そもそもローナが息子との生活のためにお金と密輸する銃を盗む→ヴラディクが息子を誘拐する、という流れは分かりますが、それでなぜ5つの仕事を頼む話になるのか……
借金で首が回らない(すぐに返さないと殺される)状況なのに勢力の拡大とかやってる場合なのかと謎でしたね。

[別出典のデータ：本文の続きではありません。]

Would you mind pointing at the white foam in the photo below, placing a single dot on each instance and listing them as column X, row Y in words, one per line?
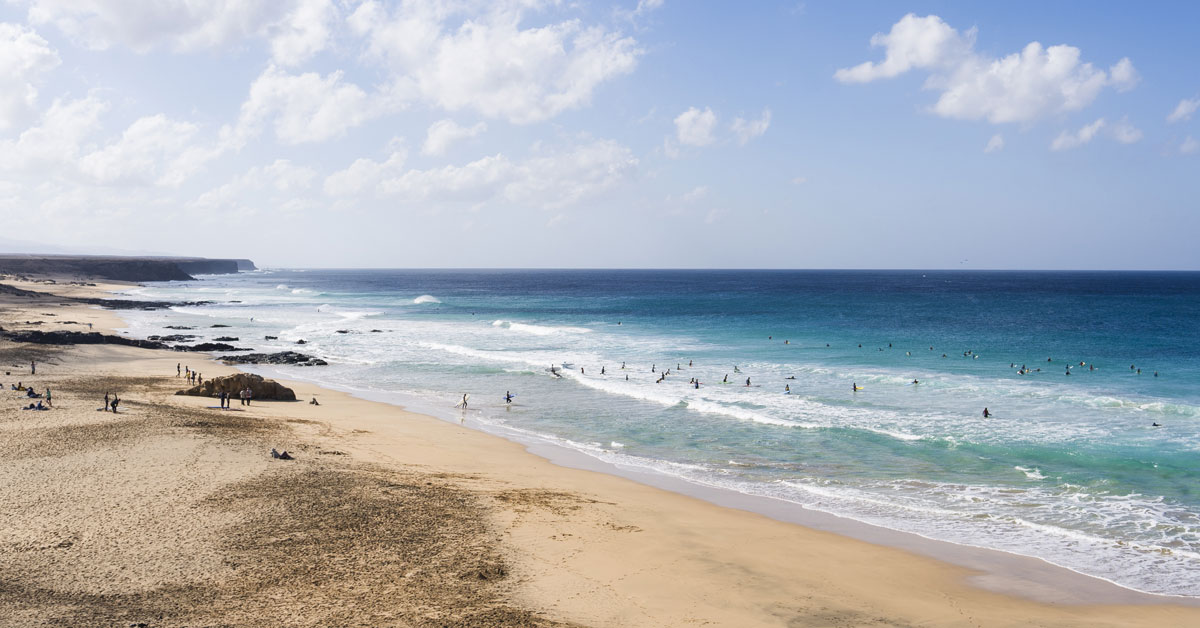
column 540, row 330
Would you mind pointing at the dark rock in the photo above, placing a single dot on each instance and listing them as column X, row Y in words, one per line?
column 209, row 346
column 79, row 338
column 237, row 383
column 131, row 304
column 283, row 357
column 174, row 338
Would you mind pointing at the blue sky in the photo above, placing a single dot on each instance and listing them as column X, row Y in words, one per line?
column 653, row 133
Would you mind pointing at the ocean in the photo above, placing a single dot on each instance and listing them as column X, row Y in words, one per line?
column 1069, row 468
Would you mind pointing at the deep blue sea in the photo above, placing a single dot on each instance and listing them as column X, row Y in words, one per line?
column 1068, row 467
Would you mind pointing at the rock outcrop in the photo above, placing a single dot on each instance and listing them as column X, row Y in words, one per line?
column 118, row 267
column 78, row 338
column 283, row 357
column 235, row 383
column 209, row 346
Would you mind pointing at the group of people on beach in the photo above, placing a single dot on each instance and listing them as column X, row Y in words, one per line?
column 191, row 376
column 245, row 395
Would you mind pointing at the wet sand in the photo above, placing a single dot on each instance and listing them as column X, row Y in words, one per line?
column 172, row 513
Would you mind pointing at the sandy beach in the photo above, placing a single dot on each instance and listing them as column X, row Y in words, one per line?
column 173, row 513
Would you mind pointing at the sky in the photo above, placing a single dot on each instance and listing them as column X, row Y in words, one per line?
column 641, row 133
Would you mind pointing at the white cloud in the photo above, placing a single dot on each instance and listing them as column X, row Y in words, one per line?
column 280, row 186
column 364, row 175
column 995, row 143
column 1185, row 109
column 24, row 58
column 694, row 127
column 303, row 33
column 696, row 193
column 305, row 107
column 53, row 145
column 550, row 180
column 1126, row 132
column 1020, row 87
column 444, row 132
column 479, row 55
column 1068, row 141
column 295, row 29
column 150, row 150
column 917, row 42
column 748, row 130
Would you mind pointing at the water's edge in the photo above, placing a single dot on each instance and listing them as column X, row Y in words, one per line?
column 997, row 570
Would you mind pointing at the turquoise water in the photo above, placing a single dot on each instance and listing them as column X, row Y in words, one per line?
column 1068, row 468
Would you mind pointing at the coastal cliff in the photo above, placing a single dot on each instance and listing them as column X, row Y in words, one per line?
column 119, row 268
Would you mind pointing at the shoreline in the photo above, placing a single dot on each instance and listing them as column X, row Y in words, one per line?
column 1001, row 572
column 605, row 550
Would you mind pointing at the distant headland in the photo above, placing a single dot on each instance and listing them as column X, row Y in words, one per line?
column 119, row 268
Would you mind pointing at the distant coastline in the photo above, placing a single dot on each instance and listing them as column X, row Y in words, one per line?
column 119, row 268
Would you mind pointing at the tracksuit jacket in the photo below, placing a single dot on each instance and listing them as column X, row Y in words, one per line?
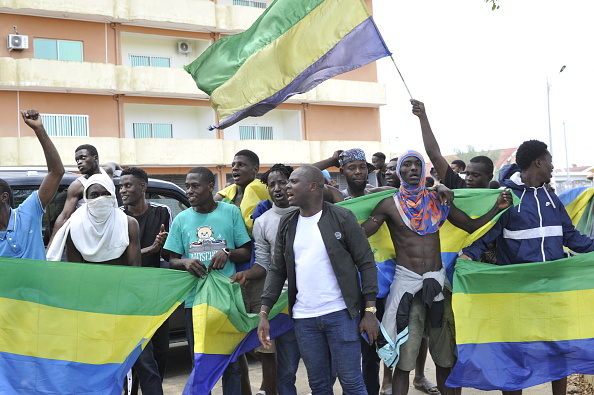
column 533, row 231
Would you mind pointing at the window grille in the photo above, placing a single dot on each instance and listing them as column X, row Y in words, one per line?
column 65, row 125
column 147, row 60
column 153, row 130
column 256, row 133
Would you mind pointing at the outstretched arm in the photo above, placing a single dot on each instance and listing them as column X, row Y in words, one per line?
column 460, row 219
column 431, row 147
column 74, row 194
column 55, row 168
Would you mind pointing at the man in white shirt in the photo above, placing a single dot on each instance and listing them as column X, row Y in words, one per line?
column 321, row 250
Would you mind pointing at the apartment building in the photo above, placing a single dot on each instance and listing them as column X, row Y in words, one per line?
column 109, row 73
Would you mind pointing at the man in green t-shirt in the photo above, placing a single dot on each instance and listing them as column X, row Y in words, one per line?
column 212, row 236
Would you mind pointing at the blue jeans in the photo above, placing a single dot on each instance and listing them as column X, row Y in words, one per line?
column 327, row 342
column 287, row 362
column 370, row 361
column 150, row 365
column 231, row 375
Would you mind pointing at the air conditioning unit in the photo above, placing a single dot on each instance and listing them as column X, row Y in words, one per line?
column 184, row 47
column 18, row 42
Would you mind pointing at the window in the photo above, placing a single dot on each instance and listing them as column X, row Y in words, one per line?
column 64, row 125
column 154, row 130
column 146, row 60
column 257, row 4
column 255, row 133
column 57, row 49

これらの話が分かりづらかったのが、視点のごちゃごちゃさにありました。
本作、主人公こそローナなわけですがヴラディクの視点であったり、悪党ケインの視点であったりと、目まぐるしく変わっていきます。
これがもし、後々事情が分かってくるタイプの作品でなければまだ分かりやすかったのかもしれません。
しかし、ローナが何をしたのか、ヴラディクがローナに何をやらせたいのかがすぐに分からいない本作だといたずらに話をややこしくしているんですよね。
ストーリーの幅を広げるためのストーリー構成が逆に伝わりづらい辛くなるという残念なことになってしまっていたように思えました。

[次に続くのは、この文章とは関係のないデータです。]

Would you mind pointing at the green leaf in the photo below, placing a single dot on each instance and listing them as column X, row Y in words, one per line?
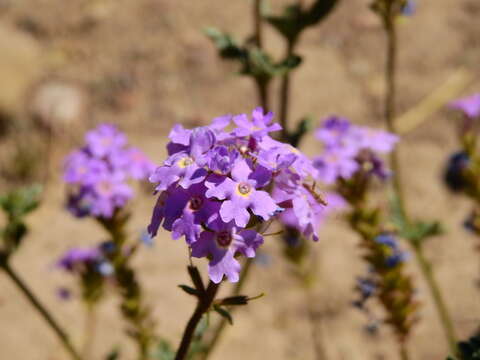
column 295, row 20
column 226, row 45
column 163, row 351
column 468, row 350
column 224, row 313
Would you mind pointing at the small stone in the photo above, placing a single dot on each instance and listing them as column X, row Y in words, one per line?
column 57, row 105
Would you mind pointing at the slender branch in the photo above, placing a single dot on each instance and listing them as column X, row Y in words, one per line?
column 35, row 302
column 390, row 111
column 218, row 331
column 285, row 96
column 442, row 310
column 262, row 84
column 203, row 306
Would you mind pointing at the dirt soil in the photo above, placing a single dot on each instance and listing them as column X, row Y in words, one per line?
column 146, row 65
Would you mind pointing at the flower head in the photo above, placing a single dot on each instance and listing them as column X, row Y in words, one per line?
column 217, row 187
column 349, row 148
column 97, row 173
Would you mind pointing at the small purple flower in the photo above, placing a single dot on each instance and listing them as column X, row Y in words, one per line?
column 334, row 164
column 105, row 139
column 349, row 148
column 334, row 131
column 186, row 167
column 241, row 194
column 258, row 126
column 221, row 242
column 97, row 174
column 470, row 105
column 215, row 188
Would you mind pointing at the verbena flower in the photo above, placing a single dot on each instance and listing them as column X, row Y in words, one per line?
column 469, row 105
column 81, row 260
column 222, row 181
column 348, row 148
column 98, row 173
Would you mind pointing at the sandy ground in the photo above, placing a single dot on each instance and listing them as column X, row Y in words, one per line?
column 145, row 65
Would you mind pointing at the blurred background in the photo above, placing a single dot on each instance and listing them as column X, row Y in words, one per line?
column 146, row 65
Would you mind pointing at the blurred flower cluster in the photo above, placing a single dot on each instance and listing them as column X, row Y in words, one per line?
column 349, row 148
column 98, row 173
column 223, row 183
column 91, row 266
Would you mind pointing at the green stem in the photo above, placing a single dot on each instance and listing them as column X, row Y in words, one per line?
column 390, row 76
column 443, row 314
column 285, row 97
column 35, row 302
column 89, row 333
column 203, row 306
column 261, row 83
column 132, row 305
column 403, row 351
column 218, row 331
column 316, row 326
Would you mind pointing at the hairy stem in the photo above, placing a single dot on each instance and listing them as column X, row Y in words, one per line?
column 132, row 305
column 203, row 306
column 261, row 83
column 390, row 110
column 35, row 302
column 442, row 310
column 285, row 97
column 218, row 331
column 89, row 331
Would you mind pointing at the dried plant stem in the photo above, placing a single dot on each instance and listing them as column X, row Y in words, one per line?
column 261, row 83
column 285, row 97
column 390, row 96
column 35, row 302
column 203, row 306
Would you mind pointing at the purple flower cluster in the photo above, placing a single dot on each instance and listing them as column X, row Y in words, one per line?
column 349, row 148
column 98, row 173
column 81, row 260
column 220, row 182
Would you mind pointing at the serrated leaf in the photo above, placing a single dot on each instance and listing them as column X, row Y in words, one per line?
column 163, row 351
column 224, row 313
column 226, row 45
column 295, row 20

そんな中でも見所を見いだせるとすればアクションなのでしょう。
やたらカット割りが多かったり、肝心のトドメを刺すシーンが物陰に隠れていたりと不満点は多いものの、本作を最後まで見れたのはアクションシーンで刺激を入れていたからだと思います。
基本的には生身のアクションが多く、ちゃんとしている印象がありました。
むしろ銃撃戦が酷すぎたから生身のアクションがマシに見えたのかもしれません。
撃ち合いなのに同じ空間にいるとは思えないアングルであったり、物陰に隠れず撃ち合っていたりと、ガバガバなことこの上なかったですからね。
逆にそれが楽しかったのもありましたが。

そして、本作肝心のドルフ・ラングレンは、冒頭に書いたように活躍シーンが少なかったです。
銃撃戦も上に書いたように酷いもので魅力がまったく伝わってきません。
アクションシーンは……なんというかすごく辛そうでした。
その場にいるだけでも強そうなオーラは放っているので、下手にアクションはしなくてもいいのかもしれませんね。
その点『クリード 炎の宿敵』は、彼の使い方を分かっていたのだなと改めて思いました。


ドルフ・ラングレン目当てで見た本作。
面白いとは言えませんが、多彩なネオンでオシャレな裏社会を見せていたり、早回しでテンポよく見せようとしたりと、演出の努力が見えるのは評価したいところでした。
ドルフ・ラングレン出演というだけで、多くのアクション映画ファンを釣ることは出来ますし、ラングレンさまさまな作品でした。